DADA2 ASVs pipeline, 16S 

This example data analyses follows DADA2 ASVs workflow as implemented in PipeCraft2’s pre-compiled pipelines panel.

Download example data set here (35.1 Mb) and unzip it.

This is mothur MiSeq SOP example data set.

Starting point

This example dataset consists of 16S rRNA gene V4 amplicon sequences:

paired-end Illumina MiSeq data;
demultiplexed set (per-sample fastq files);
indexes and primers have already been removed;
sequences in this set are 5’-3’ (fwd) oriented.

when working with your own data …

… then please check that the paired-end data file names contain R1 and R2 strings (not just _1 and _2), so that PipeCraft can correctly identify the paired-end reads.

Example:
F3D0_S188_L001_R1_001.fastq
F3D0_S188_L001_R2_001.fastq

At least 2 samples (2x R1 + 2x R2 files) are required for this workflow! Otherwise ERROR in the denoising step:

To select DADA2 pipeline, press

SELECT PIPELINE –> DADA" ASVs.

To select input data, press SELECT WORKDIR
and specify
sequence files extension as *.fastq;
sequencing read types as paired-end.
and navigate to the working directory MiSeq_SOP (note the in Windows, the directory files are not displayed).

Workflow mode

Because we are working with sequences that are 5’-3’ oriented, we are selecting hte PAIRED-END FORWARD mode of the pipeline.

if sequences are in mixed orientation

If some sequences in your library are in 5’-3’ and some as 3’-5’ orientation, then with the ‘PAIRED-END FORWARD’ mode exactly the same ASV may be reported twice, where one ASV is just the reverse complementary of another. To avoid that, select PAIRED-END MIXED mode. Sequences have mixed orientation in libraries where sequenceing adapters have been ligated, rather than attached to amplicons during PCR.
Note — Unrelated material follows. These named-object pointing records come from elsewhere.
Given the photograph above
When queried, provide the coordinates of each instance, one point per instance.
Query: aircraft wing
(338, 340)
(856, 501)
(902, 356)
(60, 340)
Specifying primers (for CUT PRIMERS) is mandatory for the PAIRED-END MIXED mode. Based on the priemr sequences, the library will be split into two: 1) fwd oriented sequences, and 2) rev oriented sequences. Both batches are processed independently to produce ASVs, after which the rev oriented batch ASVs are reverse complemented and merged with the fwd oriented ASVs. Identical ASVs are merged to form a final data set. This is a reccomended workflow for accurate denoising compared with first reorienting all sequences to 5’-3’, and then performing a standard ‘PAIRED-END FORWARD’ workflow.

Cut primers

The example dataset has primers already clipped, so here we are skipping this process.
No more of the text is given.